Yorkshire have scored 122 for two in reply to Warwickshire's 201 all out
Warwickshire have endured some poor days this season. Some very poor ones, in fact. But yesterday's offering at Scarborough just about topped - or should that be bottomed - the lot.
Against a Yorkshire side in the relegation zone and with only one win all season, the Bears won the toss and took first use of a firm track.
Forty-three overs later they were 122 for nine. It was only a dogged last-wicket stand of 79 between Heath Streak and Paul Harris that raised the total above 200 to assure at least one batting point.
The ball swung at times and there was some good bowling. But some wickets were surrendered to awful shots. Such tatty stuff left the Bears' bowlers facing a massive salvage operation. Yorkshire's serene progress to 122 for two by the close simply completed a wretched day for Streak's side.
For the first hour, it appeared that, at last, the Bears' batting difficulties might be behind them. Openers Ian Westwood and Mark Wagh dealt capably with a bizarre combination of distractions.
This distinguished old ground is just 150 yards from the coast and, until noon, the pitch was visited by a sea fret which, at times, blew so thick that the scoreboard was hidden from view.
While Westwood and Wagh peered through the mist, meanwhile, their ears were assailed by a malfunctioning public address system. A sporadic loud humming noise irritated everybody present who were also treated to bursts of conversation from the engineers trying to fix the problem.

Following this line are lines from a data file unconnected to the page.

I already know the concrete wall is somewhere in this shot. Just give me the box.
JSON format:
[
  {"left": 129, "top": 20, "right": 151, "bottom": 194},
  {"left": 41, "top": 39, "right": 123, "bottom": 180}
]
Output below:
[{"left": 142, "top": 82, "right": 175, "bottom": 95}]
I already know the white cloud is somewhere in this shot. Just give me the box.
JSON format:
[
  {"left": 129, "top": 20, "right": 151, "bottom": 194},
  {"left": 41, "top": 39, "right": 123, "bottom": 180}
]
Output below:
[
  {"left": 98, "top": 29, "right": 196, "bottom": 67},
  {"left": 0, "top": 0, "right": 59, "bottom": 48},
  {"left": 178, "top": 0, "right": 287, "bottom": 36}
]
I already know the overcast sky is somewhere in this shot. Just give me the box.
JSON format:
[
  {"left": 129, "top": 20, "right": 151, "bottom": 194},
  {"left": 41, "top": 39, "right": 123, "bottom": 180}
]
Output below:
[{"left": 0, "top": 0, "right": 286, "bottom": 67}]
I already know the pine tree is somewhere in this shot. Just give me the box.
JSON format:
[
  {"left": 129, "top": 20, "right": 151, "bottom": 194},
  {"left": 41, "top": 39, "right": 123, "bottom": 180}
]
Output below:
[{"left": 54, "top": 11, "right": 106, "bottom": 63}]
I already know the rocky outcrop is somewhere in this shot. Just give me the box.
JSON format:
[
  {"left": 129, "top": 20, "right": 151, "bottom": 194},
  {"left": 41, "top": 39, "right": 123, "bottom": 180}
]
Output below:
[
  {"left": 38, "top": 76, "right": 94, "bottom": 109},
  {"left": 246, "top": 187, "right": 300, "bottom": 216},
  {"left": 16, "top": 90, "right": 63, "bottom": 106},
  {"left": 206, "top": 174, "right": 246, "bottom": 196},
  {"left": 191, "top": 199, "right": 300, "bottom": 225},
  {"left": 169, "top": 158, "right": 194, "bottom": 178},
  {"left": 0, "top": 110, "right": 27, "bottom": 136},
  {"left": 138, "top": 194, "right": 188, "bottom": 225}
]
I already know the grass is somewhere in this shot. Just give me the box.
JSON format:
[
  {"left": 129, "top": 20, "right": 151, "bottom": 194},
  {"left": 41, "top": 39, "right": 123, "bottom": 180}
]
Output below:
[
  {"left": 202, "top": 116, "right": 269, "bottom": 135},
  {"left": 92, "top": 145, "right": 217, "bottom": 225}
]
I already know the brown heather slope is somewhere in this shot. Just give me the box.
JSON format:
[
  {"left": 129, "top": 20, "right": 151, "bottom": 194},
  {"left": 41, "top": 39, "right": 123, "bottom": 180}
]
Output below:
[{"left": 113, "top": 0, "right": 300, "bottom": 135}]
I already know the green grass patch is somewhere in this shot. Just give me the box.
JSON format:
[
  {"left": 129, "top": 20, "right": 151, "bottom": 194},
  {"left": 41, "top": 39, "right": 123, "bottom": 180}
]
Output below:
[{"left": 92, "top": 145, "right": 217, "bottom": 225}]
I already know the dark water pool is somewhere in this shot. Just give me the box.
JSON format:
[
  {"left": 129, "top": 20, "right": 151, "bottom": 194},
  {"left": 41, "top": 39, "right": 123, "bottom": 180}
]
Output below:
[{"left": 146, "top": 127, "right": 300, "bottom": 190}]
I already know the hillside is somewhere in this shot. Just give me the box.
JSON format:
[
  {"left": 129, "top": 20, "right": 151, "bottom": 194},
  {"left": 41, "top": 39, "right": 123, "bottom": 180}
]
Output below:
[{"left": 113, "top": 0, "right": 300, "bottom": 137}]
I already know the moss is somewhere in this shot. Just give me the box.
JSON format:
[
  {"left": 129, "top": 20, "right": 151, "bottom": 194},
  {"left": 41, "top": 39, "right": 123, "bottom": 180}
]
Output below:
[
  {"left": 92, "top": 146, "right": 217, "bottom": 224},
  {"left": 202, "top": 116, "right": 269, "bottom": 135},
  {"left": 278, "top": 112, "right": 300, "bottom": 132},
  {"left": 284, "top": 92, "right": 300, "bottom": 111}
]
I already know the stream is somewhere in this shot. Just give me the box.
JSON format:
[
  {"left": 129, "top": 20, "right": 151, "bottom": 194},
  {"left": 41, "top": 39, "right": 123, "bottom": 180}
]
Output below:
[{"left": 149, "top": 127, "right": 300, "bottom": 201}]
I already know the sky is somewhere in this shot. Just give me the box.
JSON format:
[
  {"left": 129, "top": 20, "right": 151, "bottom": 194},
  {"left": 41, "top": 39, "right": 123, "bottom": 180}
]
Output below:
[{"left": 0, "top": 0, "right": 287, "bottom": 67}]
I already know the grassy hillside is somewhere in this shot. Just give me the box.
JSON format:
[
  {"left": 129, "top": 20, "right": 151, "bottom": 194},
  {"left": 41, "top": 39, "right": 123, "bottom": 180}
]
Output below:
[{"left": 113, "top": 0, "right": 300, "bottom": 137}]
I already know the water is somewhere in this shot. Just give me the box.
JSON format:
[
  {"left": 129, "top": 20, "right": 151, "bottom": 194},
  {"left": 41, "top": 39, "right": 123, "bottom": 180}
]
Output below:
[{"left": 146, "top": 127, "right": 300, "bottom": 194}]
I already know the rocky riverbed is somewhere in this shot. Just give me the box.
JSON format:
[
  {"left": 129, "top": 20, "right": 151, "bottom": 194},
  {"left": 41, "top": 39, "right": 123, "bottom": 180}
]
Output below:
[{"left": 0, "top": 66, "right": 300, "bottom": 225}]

So it was much to West-wood and Wagh's credit that they battled through the first hour unparted. Trouble was, the mist then cleared and the noise ceased. And Warwickshire fell in a heap.
England discard Tim Bresnan, intelligently pitching up the ball to maximise the swing, started the collapse with three wickets for five runs in 13 balls. Wagh and Westwood edged to second slip and Jonathan Trott cut carelessly to point.
Westwood got a good one - and you had to feel sorry for him. He faced 63 balls for his 31 and diligently saw off the new ball but a big innings continues to elude him.
Reeling from Bresnan's b urst, the Bears were promptly blitzed by Jason Gillespie with a salvo of three for three in 3.3 overs. Nick Knight nicked one he might have left. Tim Ambrose could not drop his hands quickly enough and also edged to the wicket-keeper. Luke Parker, on his first championship appearance of the season, got a brutal inswinging yorker which knocked out off-stump. From 49 without loss in the 17th over, Warwickshire suddenly languished at 85 for six in the 31st.
Dougie Brown mustered a blow or two of defiance to reach 22 but then came another three quickfire dismissals - this time down exclusively to dozy batting. Brown spooned a long hop to deep mid-wicket and Tim Groenewald wafted another to point. Neil Carter then took the batting sieve-headedness to new proportion. He played his second ball to mid-off, ambled off on a single and was beaten by Gideon Kruis' direct hit.
At least Streak and Harris dug in. Streak batted with assurance for an unbeaten 68 from 100 balls with ten fours while Harris supplied sensible support. The South African struck 32 from 69 balls with two fours before fatally missing a sweep at 18-year-old leg-spinner Adil Rashid.
The last-wicket alliance of 79 was a Bears record at Scarborough, surpassing the 72 put on by Bob Wyatt and Eric Hollies in 1939, and at least ensured Warwickshire that solitary batting point.
After such a topsy-turvy innings, the 4,000 crowd was intrigued by what Yorkshire's reply might bring. It brought few alarms for the batsmen.
Craig White chipped Brown to mid-wicket and Anthony McGrath edged behind but Yorkshire closed the day strongly fancying their chances of victory.